How to read it: “the origin of the Corinthian order”

Published 21 October 2016

Sir William Chambers’s beautiful 18th-century drawing tells an ancient story about the beginnings of architecture.

  • How and where architecture began is the subject of many myths, dating back to the writings of Vitruvius in the first century BC. Here’s what’s going on in this intricate, 18th-century drawing.

    What is it?

    Probably made around 1760, this drawing in black ink and grey, brown and red washes shows a capital – the decorative top of a column – in the Corinthian style, the last and most ornate category of the three established orders of classical architecture. Sir William Chambers, a founder member of the Royal Academy in 1768 and former architectural advisor to King George III, made it to tell the supposed story of how the Corinthian order was born in ancient Greece. In his seminal work, A Treatise on Architecture published in 1759, Chambers tells the story alongside a similar illustration of a basket with acanthus leaves. Based on an ancient Roman text by Vitruvius, the story is set in the ancient city of Corinth, around 50 miles west of Athens…

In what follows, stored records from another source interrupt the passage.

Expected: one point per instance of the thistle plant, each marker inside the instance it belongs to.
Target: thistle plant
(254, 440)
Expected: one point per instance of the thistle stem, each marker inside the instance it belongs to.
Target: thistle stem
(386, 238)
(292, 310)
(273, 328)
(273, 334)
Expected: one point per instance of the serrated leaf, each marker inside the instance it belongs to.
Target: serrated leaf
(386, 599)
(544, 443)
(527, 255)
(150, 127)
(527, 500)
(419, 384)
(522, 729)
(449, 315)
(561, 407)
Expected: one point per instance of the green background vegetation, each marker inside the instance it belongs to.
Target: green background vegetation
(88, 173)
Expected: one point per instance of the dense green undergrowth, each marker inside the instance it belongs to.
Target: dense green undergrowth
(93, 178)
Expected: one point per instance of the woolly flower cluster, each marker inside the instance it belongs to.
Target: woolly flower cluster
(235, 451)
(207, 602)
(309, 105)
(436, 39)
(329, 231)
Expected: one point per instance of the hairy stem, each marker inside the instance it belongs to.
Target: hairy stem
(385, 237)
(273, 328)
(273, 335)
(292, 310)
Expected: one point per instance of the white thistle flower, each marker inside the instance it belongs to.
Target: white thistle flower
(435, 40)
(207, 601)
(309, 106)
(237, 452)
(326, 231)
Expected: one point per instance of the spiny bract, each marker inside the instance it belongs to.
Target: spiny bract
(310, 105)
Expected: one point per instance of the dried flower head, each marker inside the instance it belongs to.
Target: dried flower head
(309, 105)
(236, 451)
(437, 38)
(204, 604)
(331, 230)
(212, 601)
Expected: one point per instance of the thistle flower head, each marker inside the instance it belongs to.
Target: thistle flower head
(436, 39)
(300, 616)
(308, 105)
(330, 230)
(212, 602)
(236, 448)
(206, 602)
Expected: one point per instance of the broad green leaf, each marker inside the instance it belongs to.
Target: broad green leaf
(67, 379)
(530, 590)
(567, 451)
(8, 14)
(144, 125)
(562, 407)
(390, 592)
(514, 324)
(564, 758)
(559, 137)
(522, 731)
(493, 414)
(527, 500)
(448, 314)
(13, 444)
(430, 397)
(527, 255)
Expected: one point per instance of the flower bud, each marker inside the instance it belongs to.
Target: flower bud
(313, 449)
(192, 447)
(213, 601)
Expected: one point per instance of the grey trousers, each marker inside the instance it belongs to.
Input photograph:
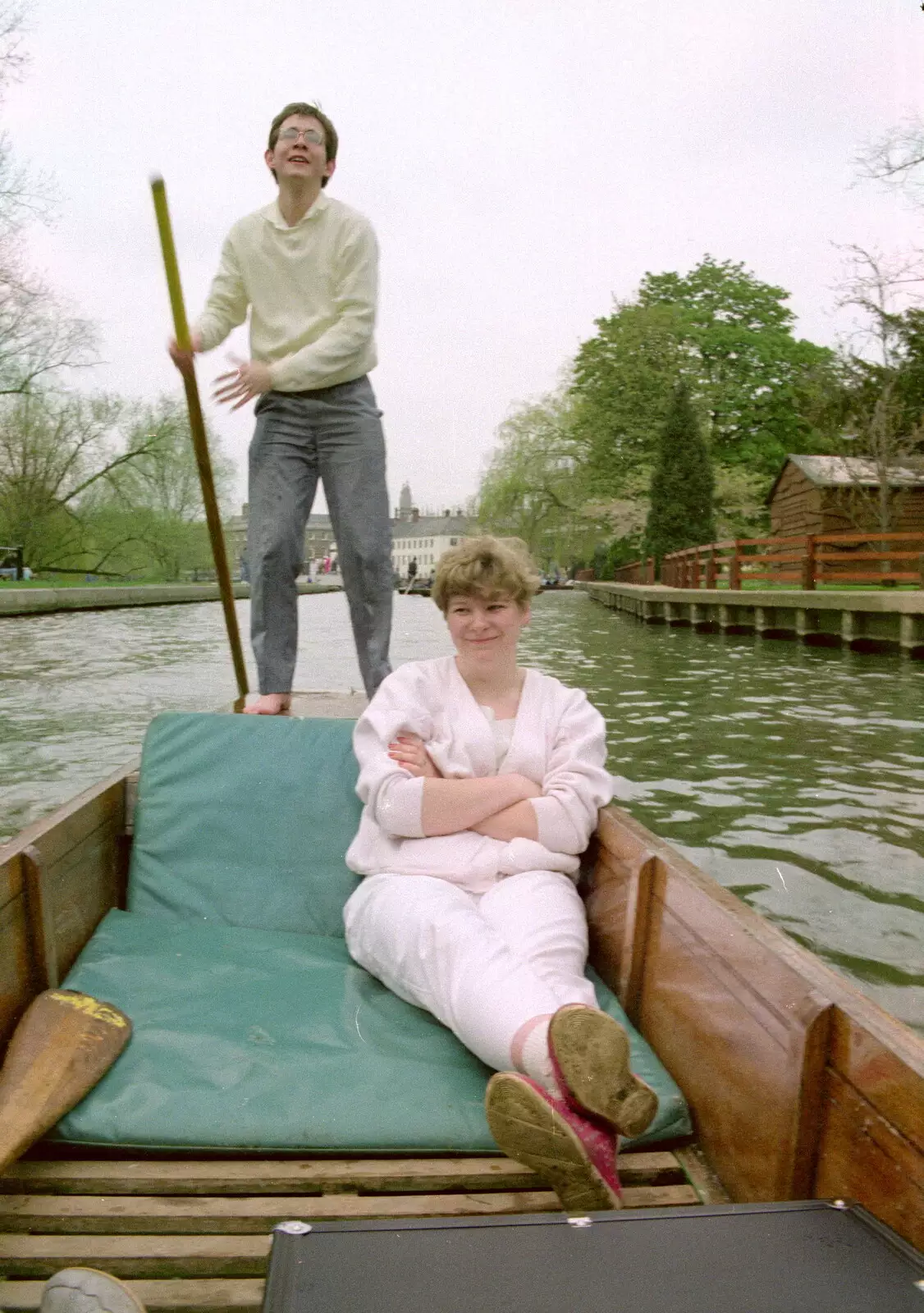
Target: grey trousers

    • Sir William Chambers RA, Design of a capital illustrating the supposed origin of the Corinthian order: elevation

      Sir William Chambers RA, Design of a capital illustrating the supposed origin of the Corinthian order: elevation, c.1757-70.

      Photo: RA/Prudence Cuming Associates Limited © Royal Academy of Arts, London.

      The story

      The supposed origin of the Corinthian order, as told by Chambers:

      “A young girl of Corinth being dead, her nurse placed on her tomb a basket containing certain trinkets in which she delighted when alive, and covered it with a tyle to prevent the rain from spoiling them. The basket happened to be placed on a root of Acanthus, which in the spring, pushing forth its leaves and sprigs, covered the sides of it; and some of them, that were longer than the rest, being obstructed by the corners of the tyle, were forced downwards, and curled in the manner of Volutes.

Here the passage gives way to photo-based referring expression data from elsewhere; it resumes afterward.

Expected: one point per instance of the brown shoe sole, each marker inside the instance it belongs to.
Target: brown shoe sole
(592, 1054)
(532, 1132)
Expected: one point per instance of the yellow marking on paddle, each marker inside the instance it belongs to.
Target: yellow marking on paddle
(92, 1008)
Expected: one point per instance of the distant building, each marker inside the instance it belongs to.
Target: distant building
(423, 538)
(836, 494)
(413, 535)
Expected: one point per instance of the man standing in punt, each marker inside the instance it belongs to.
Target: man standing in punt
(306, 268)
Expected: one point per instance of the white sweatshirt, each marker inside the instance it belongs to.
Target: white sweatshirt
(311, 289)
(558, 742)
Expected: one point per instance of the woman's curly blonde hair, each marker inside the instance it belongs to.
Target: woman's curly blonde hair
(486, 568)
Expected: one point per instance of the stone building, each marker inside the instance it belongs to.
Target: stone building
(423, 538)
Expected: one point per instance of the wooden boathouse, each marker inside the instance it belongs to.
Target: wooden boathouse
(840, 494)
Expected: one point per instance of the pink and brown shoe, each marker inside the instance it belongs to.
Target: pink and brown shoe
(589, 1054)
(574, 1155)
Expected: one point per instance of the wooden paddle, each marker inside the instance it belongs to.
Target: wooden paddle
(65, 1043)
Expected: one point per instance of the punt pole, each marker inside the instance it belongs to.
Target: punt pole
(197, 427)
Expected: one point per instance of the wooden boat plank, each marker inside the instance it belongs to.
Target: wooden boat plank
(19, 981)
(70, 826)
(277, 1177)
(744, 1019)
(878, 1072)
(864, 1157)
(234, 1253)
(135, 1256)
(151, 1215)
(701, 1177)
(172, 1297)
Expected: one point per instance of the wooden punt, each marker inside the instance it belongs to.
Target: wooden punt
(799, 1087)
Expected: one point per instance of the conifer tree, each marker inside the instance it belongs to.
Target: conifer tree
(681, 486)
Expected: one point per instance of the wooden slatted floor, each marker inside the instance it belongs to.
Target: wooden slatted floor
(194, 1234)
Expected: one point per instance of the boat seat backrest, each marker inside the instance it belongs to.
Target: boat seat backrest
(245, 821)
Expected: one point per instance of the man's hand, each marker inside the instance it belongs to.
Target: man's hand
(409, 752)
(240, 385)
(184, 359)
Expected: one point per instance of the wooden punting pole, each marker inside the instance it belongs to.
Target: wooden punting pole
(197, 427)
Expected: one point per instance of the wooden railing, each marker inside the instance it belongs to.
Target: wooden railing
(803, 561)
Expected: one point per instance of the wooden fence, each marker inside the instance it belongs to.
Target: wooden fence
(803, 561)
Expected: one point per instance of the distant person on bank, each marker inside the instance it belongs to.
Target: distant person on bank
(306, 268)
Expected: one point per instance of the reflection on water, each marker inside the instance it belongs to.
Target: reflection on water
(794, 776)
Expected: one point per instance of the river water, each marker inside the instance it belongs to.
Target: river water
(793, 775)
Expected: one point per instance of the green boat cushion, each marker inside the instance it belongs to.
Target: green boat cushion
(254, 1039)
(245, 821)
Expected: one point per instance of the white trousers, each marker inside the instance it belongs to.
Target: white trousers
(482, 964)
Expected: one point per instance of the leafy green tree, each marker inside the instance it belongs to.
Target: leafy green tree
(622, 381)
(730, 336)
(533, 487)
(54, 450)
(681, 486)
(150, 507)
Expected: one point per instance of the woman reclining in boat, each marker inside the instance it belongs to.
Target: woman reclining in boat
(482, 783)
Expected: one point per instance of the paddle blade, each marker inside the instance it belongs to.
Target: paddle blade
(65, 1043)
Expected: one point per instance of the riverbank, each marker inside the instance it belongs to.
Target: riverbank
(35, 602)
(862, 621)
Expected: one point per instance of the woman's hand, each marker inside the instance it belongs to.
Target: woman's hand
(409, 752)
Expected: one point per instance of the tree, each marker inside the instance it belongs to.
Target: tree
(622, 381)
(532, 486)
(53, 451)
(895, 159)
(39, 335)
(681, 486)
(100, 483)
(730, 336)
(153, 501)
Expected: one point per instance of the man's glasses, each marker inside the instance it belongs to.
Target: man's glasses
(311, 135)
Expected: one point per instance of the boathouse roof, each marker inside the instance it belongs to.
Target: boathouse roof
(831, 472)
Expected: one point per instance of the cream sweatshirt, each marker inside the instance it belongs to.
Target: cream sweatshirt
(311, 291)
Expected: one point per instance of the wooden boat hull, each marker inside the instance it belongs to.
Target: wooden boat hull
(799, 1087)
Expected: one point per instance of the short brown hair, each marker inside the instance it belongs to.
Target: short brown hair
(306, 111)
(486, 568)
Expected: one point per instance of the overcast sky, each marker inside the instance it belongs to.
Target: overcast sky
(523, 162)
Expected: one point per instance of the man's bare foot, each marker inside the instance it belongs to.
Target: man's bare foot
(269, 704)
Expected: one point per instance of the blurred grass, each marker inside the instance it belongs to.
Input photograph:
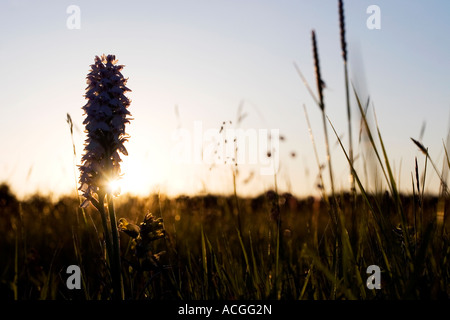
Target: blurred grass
(206, 257)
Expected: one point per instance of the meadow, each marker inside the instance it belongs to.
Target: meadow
(204, 255)
(216, 247)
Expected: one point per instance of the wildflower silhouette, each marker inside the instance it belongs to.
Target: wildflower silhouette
(106, 116)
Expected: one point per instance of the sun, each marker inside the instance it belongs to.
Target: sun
(114, 186)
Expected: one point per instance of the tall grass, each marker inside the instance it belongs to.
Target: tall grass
(200, 251)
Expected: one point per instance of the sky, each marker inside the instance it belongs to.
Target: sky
(194, 65)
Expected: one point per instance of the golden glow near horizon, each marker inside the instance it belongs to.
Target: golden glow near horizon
(208, 59)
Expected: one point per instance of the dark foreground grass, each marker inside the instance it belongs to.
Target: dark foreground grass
(204, 256)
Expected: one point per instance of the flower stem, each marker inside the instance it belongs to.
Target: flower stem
(106, 232)
(115, 263)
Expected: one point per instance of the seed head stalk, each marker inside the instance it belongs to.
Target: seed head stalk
(320, 86)
(347, 90)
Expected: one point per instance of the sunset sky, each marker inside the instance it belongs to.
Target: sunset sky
(191, 64)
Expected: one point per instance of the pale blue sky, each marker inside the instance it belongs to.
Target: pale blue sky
(206, 57)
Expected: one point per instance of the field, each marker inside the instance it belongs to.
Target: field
(351, 244)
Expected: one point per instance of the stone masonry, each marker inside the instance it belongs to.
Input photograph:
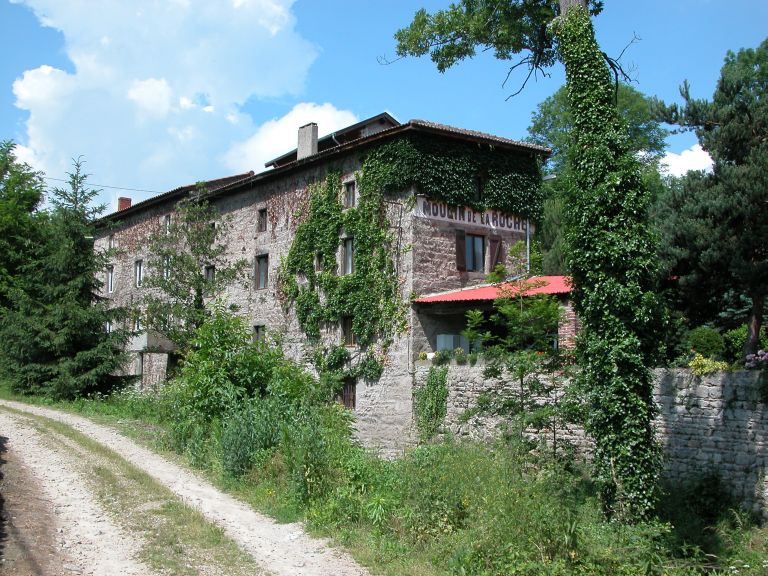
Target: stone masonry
(716, 424)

      Callimachus, the Sculptor, passing near the tomb, saw the basket, and in what manner the leaves had encompassed it. This new form pleasing him infinitely, he imitated it on columns, which he afterwards made at Corinth, establishing and regulating, by this model, the manner and proportions of the Corinthian Order.”

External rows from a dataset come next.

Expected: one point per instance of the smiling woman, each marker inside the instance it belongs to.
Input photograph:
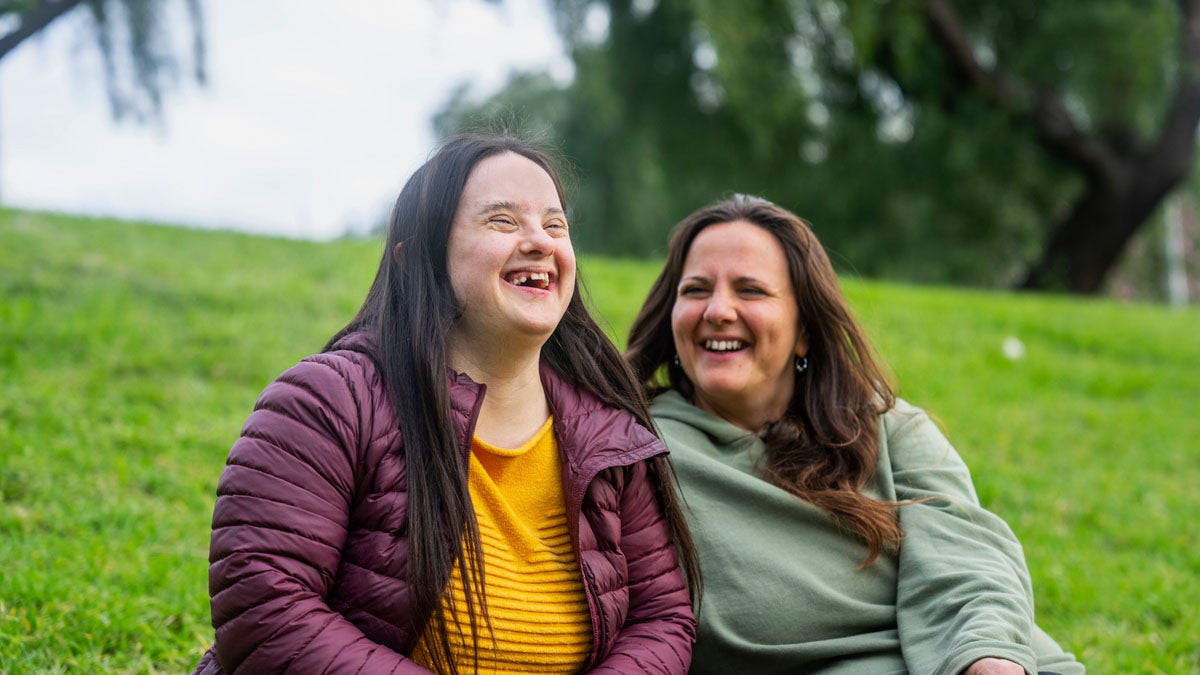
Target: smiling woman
(465, 479)
(839, 531)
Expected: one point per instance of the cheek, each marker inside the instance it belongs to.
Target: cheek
(683, 320)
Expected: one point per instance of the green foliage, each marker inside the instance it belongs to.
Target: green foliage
(846, 113)
(130, 354)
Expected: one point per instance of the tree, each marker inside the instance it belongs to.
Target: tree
(997, 142)
(132, 39)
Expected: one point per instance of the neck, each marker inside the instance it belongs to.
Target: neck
(751, 418)
(515, 406)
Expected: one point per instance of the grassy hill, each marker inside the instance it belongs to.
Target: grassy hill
(130, 354)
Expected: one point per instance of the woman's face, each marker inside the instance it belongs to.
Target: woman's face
(510, 257)
(736, 324)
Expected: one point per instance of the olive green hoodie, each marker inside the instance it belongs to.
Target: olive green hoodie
(783, 587)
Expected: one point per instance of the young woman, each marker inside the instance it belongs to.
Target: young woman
(839, 531)
(463, 481)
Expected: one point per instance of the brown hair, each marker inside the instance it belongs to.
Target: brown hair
(823, 449)
(411, 309)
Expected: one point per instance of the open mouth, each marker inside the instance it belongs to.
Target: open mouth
(721, 346)
(528, 279)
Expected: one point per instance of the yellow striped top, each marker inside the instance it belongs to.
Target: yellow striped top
(539, 613)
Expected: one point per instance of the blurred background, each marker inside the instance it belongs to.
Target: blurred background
(1007, 143)
(191, 193)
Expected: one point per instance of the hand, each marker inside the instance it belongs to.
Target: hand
(994, 667)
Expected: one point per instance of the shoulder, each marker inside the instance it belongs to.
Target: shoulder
(587, 424)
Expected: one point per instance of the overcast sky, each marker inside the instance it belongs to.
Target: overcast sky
(311, 121)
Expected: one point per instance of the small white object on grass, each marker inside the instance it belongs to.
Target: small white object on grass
(1013, 348)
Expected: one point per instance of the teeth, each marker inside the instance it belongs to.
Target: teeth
(538, 279)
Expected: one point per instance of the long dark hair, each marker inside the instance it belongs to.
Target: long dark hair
(409, 310)
(823, 449)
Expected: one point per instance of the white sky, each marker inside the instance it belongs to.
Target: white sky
(313, 117)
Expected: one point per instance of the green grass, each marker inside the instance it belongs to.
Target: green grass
(130, 356)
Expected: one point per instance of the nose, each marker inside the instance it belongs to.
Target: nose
(720, 310)
(535, 240)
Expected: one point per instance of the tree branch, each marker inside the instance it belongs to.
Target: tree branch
(1176, 139)
(1055, 125)
(34, 22)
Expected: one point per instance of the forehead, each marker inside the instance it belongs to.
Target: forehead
(737, 248)
(510, 178)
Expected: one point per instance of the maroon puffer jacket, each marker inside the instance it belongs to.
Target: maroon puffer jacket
(309, 548)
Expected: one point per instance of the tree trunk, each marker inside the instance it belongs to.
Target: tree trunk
(1126, 181)
(1087, 244)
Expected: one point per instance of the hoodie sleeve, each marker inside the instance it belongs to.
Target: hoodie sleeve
(280, 521)
(964, 591)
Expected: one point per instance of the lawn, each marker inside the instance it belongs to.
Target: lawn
(131, 353)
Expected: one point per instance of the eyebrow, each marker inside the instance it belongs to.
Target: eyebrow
(737, 280)
(507, 205)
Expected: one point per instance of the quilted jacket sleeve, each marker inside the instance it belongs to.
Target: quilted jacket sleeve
(279, 526)
(964, 591)
(660, 628)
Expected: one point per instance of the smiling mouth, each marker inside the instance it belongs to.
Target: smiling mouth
(724, 345)
(529, 279)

      Of course, Chambers may not have fully swallowed this old wives’ tale, but it did fit in neatly with his belief that classical architecture originated from the primitive structures of earliest man (another Vitruvius idea, developed by the French architectural theorist Abbé Laugier in the mid-18th century).

  • What else can I see in the picture?

    At the bottom, you can see that the drawing is inscribed in Chambers’ hand: “Sir William Chambers, K.P.S.” The letters after his name allow us to date the inscription to post-1770 – he might have added this inscription some years after making the drawing – since in this year Chambers was made a Knight of the Polar Star by King Gustav of Sweden. King George III also recognised this honour, allowing Chambers to assume the rank and title of an English knight.

    What else did Chambers do?

    Sir William Chambers, a founder member of the Royal Academy in 1868. As the former architectural tutor to the future King George III and the leading architect in royal circles, he was a driving force behind the creation of the Academy and became its first Treasurer. He was also the architect of Somerset House, which included a suite of purpose-built rooms for the Royal Academy. These rooms are now the home of the Courtauld Institute Gallery.

    What else is in the RA Collection?

    The Royal Academy collection includes eight works by Sir William Chambers, including designs for Windsor Castle and Blenheim Palace. The collection also includes the Portrait of Sir William Chambers RA by Sir Joshua Reynolds, which is currently on display in the General Assembly Room at the Royal Academy of Arts. Sir William Chambers is featured in The Royal Academicians in General Assembly, 1795 by Henry Singleton.